Der Psychiater plädiert immer noch, dass die Jungs Medikamente bekommen sollten. ICH bin da auch für, aber mein Ex-Mann meint, dass er SEINE Kinder nicht mit mit Psychopharmaka vollstopfen wird, nur weil ich mit den Jungs nicht klar komme. Er will aber weder mehr als ein Wochenende oder mal ein paar Ferientage mit ihnen verbringen und haut mir so Dinge an den Kopf, wie ich solle mir doch eine Tante vom Jugendamt ins Haus holen (er meint eine Familienhilfe, die ich beantragt habe, die aber nicht genehmigt wurde).

ich möchte einfach gerne einen Versuch mit Medikamenten starten, nicht weil es mir dann besser gehen wird, sondern um meinen Kindern zu helfen, denen es schrecklich geht. Aber wie schaffe ich das ohne meinen Mann, er muss den Medikamenten zustimmen.

Ich denke mittlerweile daran meinem Mann das Recht für Medizinische Vorsorge (oder wie das richtig heißt) zu entziehen, hat damit jemand erfahrung gemacht?

oder habt ihr noch eine andere zündende Idee, wenn der Vater nichts machen will. Also auch nicht mit zum Psychiater gehen, schulgespräche nicht mit macht und so weiter

Antwort
von melinaschneid, 39

Ich würde mich auch diesbezüglich beim Jugendamt beraten lassen. Ist ja schön wenn dein ex der Meinung ist die Jungs brauchen keine Medikamente.

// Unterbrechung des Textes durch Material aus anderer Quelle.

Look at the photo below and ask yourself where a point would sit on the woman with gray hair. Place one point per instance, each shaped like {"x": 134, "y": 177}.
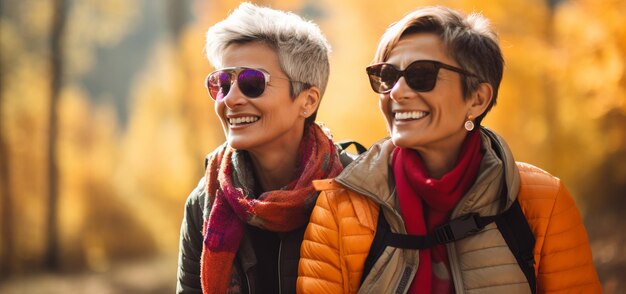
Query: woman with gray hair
{"x": 245, "y": 221}
{"x": 441, "y": 206}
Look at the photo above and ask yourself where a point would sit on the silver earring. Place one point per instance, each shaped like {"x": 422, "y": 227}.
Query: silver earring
{"x": 469, "y": 124}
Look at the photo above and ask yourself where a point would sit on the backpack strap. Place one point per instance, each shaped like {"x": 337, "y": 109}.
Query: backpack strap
{"x": 345, "y": 144}
{"x": 519, "y": 237}
{"x": 511, "y": 223}
{"x": 345, "y": 156}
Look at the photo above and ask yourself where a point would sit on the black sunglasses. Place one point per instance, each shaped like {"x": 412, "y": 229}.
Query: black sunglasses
{"x": 420, "y": 75}
{"x": 251, "y": 81}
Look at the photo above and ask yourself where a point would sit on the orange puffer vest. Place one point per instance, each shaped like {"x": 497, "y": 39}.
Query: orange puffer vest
{"x": 343, "y": 224}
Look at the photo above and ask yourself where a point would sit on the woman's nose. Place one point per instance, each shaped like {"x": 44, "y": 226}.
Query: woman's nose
{"x": 234, "y": 97}
{"x": 400, "y": 90}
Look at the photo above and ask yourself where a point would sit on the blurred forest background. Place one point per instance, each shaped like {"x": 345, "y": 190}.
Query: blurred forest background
{"x": 104, "y": 123}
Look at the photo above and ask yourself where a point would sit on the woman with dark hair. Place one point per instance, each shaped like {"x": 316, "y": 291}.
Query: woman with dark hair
{"x": 439, "y": 182}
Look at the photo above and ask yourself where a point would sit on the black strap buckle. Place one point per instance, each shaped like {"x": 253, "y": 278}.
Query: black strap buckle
{"x": 458, "y": 228}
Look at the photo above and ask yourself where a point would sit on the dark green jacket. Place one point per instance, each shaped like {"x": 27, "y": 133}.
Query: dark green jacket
{"x": 244, "y": 267}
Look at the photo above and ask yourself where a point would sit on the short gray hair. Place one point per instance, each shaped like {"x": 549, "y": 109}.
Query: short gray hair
{"x": 301, "y": 47}
{"x": 468, "y": 39}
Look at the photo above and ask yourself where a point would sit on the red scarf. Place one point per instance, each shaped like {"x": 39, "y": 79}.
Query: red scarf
{"x": 426, "y": 203}
{"x": 278, "y": 211}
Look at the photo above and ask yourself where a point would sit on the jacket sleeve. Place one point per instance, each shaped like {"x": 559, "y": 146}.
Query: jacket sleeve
{"x": 320, "y": 269}
{"x": 190, "y": 247}
{"x": 566, "y": 264}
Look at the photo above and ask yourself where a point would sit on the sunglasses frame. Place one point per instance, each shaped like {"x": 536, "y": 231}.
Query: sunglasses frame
{"x": 401, "y": 73}
{"x": 237, "y": 70}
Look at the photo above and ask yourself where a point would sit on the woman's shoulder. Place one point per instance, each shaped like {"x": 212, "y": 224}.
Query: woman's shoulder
{"x": 532, "y": 177}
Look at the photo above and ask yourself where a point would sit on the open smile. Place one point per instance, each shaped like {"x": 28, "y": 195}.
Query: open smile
{"x": 408, "y": 115}
{"x": 241, "y": 121}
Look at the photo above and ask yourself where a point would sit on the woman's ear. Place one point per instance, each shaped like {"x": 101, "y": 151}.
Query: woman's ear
{"x": 310, "y": 101}
{"x": 480, "y": 100}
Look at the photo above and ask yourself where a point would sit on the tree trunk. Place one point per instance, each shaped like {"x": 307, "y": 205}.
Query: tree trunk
{"x": 56, "y": 75}
{"x": 6, "y": 231}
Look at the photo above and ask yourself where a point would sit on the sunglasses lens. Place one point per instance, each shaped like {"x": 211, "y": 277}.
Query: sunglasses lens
{"x": 251, "y": 82}
{"x": 382, "y": 77}
{"x": 218, "y": 84}
{"x": 421, "y": 76}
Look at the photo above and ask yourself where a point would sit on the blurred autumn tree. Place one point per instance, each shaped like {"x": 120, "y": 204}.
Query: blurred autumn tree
{"x": 134, "y": 120}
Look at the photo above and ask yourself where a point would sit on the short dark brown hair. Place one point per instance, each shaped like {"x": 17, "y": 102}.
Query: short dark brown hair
{"x": 468, "y": 39}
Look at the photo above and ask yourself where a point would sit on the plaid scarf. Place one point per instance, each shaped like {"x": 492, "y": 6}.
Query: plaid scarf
{"x": 278, "y": 211}
{"x": 427, "y": 203}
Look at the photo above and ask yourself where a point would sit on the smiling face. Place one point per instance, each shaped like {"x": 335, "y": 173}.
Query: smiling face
{"x": 425, "y": 121}
{"x": 271, "y": 120}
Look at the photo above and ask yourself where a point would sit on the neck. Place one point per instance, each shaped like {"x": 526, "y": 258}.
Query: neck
{"x": 442, "y": 159}
{"x": 275, "y": 166}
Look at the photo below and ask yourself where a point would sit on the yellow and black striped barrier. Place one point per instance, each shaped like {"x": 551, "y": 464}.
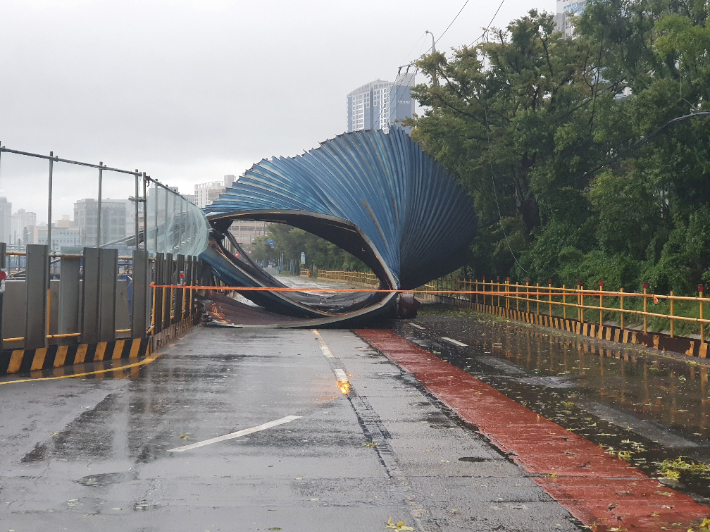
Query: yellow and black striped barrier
{"x": 659, "y": 341}
{"x": 55, "y": 356}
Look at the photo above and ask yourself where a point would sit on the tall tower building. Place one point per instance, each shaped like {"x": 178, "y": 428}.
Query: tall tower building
{"x": 380, "y": 104}
{"x": 5, "y": 220}
{"x": 565, "y": 10}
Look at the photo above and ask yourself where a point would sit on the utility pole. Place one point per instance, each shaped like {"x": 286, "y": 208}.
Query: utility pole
{"x": 434, "y": 81}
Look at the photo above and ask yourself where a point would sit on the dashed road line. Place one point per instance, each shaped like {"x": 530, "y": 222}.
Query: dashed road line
{"x": 237, "y": 434}
{"x": 455, "y": 342}
{"x": 323, "y": 346}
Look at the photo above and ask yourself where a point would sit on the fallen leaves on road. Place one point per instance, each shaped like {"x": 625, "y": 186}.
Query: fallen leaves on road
{"x": 397, "y": 526}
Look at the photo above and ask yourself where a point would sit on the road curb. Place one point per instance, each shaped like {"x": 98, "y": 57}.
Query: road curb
{"x": 598, "y": 489}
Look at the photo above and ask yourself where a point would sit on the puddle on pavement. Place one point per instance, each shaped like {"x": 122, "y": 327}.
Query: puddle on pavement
{"x": 640, "y": 406}
{"x": 106, "y": 479}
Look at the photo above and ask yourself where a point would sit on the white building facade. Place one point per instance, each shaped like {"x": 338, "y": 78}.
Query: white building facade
{"x": 380, "y": 104}
{"x": 206, "y": 193}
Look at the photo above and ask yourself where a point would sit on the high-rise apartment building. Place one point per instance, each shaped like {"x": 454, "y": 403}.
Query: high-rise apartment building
{"x": 565, "y": 10}
{"x": 22, "y": 227}
{"x": 206, "y": 193}
{"x": 113, "y": 220}
{"x": 5, "y": 220}
{"x": 380, "y": 104}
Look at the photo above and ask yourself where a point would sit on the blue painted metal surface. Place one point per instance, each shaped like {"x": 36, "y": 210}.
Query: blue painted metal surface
{"x": 381, "y": 190}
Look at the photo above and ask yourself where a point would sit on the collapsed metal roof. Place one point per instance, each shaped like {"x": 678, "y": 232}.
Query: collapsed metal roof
{"x": 377, "y": 195}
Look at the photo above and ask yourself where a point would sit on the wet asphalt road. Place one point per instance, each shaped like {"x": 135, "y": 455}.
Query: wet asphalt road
{"x": 653, "y": 406}
{"x": 94, "y": 453}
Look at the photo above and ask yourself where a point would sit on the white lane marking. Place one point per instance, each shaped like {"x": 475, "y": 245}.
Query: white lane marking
{"x": 455, "y": 342}
{"x": 237, "y": 434}
{"x": 323, "y": 346}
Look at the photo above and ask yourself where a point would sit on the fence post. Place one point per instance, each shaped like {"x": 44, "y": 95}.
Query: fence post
{"x": 564, "y": 302}
{"x": 645, "y": 303}
{"x": 507, "y": 290}
{"x": 537, "y": 298}
{"x": 517, "y": 298}
{"x": 49, "y": 211}
{"x": 701, "y": 289}
{"x": 527, "y": 295}
{"x": 601, "y": 311}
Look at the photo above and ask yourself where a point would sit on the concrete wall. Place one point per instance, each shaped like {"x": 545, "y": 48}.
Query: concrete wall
{"x": 15, "y": 308}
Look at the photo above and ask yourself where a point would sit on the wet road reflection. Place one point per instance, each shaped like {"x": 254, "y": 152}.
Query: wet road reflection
{"x": 648, "y": 407}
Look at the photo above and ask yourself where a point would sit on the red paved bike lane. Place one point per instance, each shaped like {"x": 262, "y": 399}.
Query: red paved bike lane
{"x": 599, "y": 489}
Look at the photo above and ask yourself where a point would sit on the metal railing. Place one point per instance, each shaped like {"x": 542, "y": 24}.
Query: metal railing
{"x": 144, "y": 315}
{"x": 69, "y": 290}
{"x": 642, "y": 310}
{"x": 367, "y": 278}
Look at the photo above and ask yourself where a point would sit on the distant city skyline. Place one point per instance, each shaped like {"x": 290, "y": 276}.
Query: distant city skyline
{"x": 380, "y": 104}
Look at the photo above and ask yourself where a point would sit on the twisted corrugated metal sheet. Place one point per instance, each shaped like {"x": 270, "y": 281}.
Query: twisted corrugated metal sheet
{"x": 377, "y": 195}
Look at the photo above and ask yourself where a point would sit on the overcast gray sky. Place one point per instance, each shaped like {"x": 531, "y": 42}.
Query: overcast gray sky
{"x": 191, "y": 90}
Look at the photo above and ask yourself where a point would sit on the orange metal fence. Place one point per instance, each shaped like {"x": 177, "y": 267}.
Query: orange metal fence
{"x": 618, "y": 305}
{"x": 368, "y": 278}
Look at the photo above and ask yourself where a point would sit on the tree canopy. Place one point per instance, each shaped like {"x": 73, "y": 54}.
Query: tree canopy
{"x": 587, "y": 157}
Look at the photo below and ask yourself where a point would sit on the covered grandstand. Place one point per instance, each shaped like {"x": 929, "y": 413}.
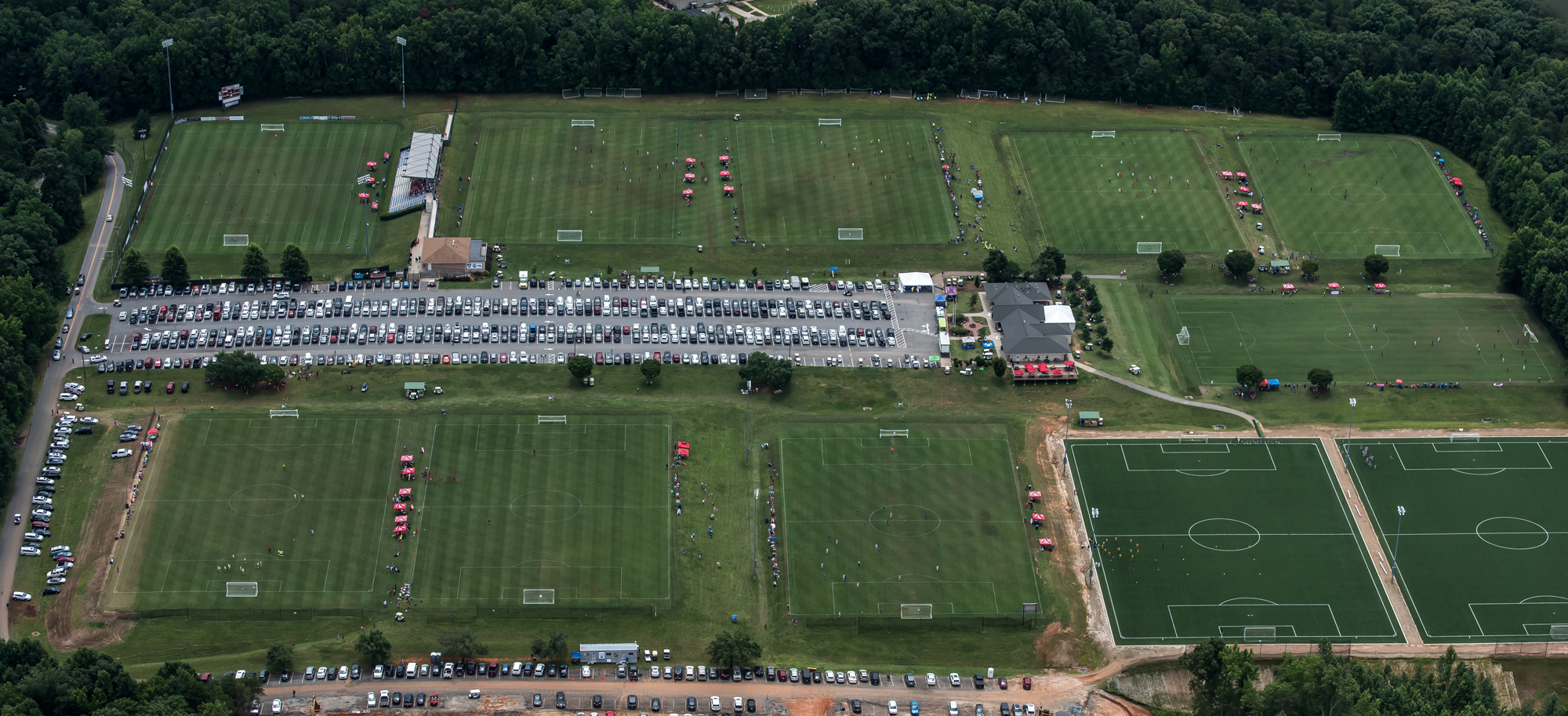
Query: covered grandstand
{"x": 418, "y": 170}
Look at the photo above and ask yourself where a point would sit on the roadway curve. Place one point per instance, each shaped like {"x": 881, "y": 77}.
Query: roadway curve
{"x": 54, "y": 376}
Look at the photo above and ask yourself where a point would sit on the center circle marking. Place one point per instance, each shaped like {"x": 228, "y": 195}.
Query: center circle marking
{"x": 546, "y": 506}
{"x": 1514, "y": 532}
{"x": 906, "y": 520}
{"x": 1224, "y": 534}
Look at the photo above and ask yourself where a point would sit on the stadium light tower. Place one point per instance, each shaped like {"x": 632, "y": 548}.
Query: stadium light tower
{"x": 402, "y": 43}
{"x": 169, "y": 67}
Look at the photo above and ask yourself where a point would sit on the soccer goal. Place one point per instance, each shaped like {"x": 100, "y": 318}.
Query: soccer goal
{"x": 1258, "y": 634}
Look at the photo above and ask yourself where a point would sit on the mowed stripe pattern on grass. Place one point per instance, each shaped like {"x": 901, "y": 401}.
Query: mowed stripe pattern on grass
{"x": 873, "y": 523}
{"x": 581, "y": 507}
{"x": 1208, "y": 539}
{"x": 280, "y": 187}
{"x": 1164, "y": 192}
{"x": 1483, "y": 539}
{"x": 231, "y": 487}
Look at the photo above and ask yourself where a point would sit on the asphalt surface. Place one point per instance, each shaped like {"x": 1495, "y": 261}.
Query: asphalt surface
{"x": 49, "y": 387}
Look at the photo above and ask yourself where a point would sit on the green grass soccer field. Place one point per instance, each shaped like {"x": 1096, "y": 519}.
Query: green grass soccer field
{"x": 1362, "y": 338}
{"x": 622, "y": 183}
{"x": 1470, "y": 525}
{"x": 920, "y": 526}
{"x": 515, "y": 511}
{"x": 1246, "y": 540}
{"x": 277, "y": 187}
{"x": 1343, "y": 200}
{"x": 1109, "y": 194}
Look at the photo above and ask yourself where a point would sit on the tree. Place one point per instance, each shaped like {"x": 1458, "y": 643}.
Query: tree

Aber wenn er sie so selten sieht bekommt er auch wenig von ihren Leidensdruck mit. Er verwehrt damit seinen Kindern viele Chancen. Schon alleine die Tatsache das dein Hochbegabter Sohn auf die Förderschule soll zeigt deutlich das normale Therapien nicht den gewünschten Erfolg bringen.

Lasse dir wenn möglich vom behandelnden Arzt ein Gutachten erstellen das er die Medikamentöse Behandlung für notwendig erachtet. So ein schreiben ist viel wert. Wenn dein ex einverstanden ist mache mit ihm zusammen einen Termin beim Therapeuten/Arzt der Jungs aus und redet gemeinsam über die Problematik. Vielleicht kommt der Arzt mehr zu deinem ex durch als du.

Ich finde es erstaunlich das dein ex es schlimm fände wenn seine Kids Medikamente nehmen würden aber ok wenn der hochbegabte Sohn auf die Förderschule kommt. Mir scheint es irgendwie so als würde dein ex versuchen dich als schlechte Mutter hinstellen zu wollen und das auf den rücken der Kinder. Ich weiß ja nicht wie das Verhältnis zwischen euch ist aber das wäre nicht der erste mann der Sowas versucht.

Antwort
von maja11111, 38

nimm dir einen anwalt. wenn dein mann sich gegen die gesundheit der kinder stellt, dann würde ich an deiner stelle die gesundheitsfürsorge beantragen oder erstmal die unterschriften seiner zustimmung gerichtlich im eilverfahren ersetzen lassen.

sollte dein mann bei umgängen die medikamente verweigern, wäre ein betreuter umgang vielleicht sinnvoller in zukunft. einfach um sicherzugehen, dass die kinder bekommen was sie verschrieben bekommen haben und was sie brauchen. sei knallhart, es geht hierbei vorrangig um die kinder und nicht um vatis eitelkeit die verletzt werden könnte.

Antwort
von vogerlsalat, 35

Wende dich ans Jugendamt und frag dort nach was du machen kannst. Ein Vater kann nicht einfach, vom Arzt verschriebene, Medikamente ablehnen.

Kommentar von Sanna1976 ,

Das Jugendamt tut nichts in der Hinsicht und die Medikamente können erst mach der Einwilligung beider Elternteile verschrieben werden

Kommentar von Menuett ,

Das Jugendamt kann hier nichts machen.

Antwort
von Menuett, 25

Du wirst hier um Anwalt und Gericht nicht herumkommen.

Für die Kinder wären die Medikamente wirklich.

Antwort
von Seanna, 38

Für ne gütliche Einigung könnte evtl noch die Familienberatungsstelle helfen.